The multiplexed gene sequencing approach allowed us to look for associations between gene mutations; 2 significant associations were observed (Figure 2). Although the numbers were small, a significant positive association between KIT mutations and RUNX1 mutations was observed (P = .027). As reported previously,49 a trend toward a positive association between FLT3 mutations and NPM1 mutations was also observed (P = .076). Indeed, after grouping the tyrosine kinase pathway genes (FLT3, KIT, CSF1R, NRAS, KRAS, PTPN11, and JAK2) together, the association with mutations of NPM1 was significant (P = .049). A negative association of tyrosine kinase pathway gene mutations with each other was observed, but it was not statistically significant (ie, mutations of FLT3, KIT, JAK2, or PTPN11 were never seen in the same sample; Figure 2). The same pattern does not appear to hold true for RAS mutations, since NRAS and KRAS mutations were seen in association with FLT3 or KIT mutations.

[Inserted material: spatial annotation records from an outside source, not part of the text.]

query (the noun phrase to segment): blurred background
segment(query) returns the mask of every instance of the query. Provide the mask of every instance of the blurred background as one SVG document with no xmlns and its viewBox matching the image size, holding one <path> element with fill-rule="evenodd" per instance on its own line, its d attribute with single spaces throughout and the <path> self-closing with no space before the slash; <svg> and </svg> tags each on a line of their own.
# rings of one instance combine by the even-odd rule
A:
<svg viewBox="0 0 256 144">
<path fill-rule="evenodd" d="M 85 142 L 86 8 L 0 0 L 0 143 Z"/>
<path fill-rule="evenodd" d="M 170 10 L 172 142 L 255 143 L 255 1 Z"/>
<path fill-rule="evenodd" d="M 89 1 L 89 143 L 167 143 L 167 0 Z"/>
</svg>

Frequency of gene mutations in SCN AML/ALL/MDS
For the SCN samples, only tumor (bone marrow) samples were available, so we were unable to directly address whether the observed nucleotide changes were acquired. As expected, over 40% of patients (6 of 14) with SCN carried mutations (presumably germ line) in ELA2 (Figure 3). Consistent with a previous report,18 G185R ELA2 mutations are frequent in patients with SCN who have progressed to leukemia or AML. CSF3R mutations were observed in 6 of 14 patients (42.8%). In 1 case (no. 12400), the CSF3R mutation was clearly acquired, since it was not present in a preleukemic sample (no. 12380) from the same patient. In contrast to the de novo AML samples, no mutations of FLT3, NRAS, CEBPA, or NPM1 were detected. Nonsynonymous single-nucleotide changes of RUNX1 were detected in 2 SCN samples. Although the R174Q mutation is associated with AML,45 the significance of the A160T sequence change is less clear, since it has not previously been reported in AML or MDS. A single SCN-AML sample was found to have a homozygous T801I substitution in KIT; however, this substitution does not result in constitutive c-kit activation50 and has not previously been detected in AML or MDS51 ; its significance is therefore unclear.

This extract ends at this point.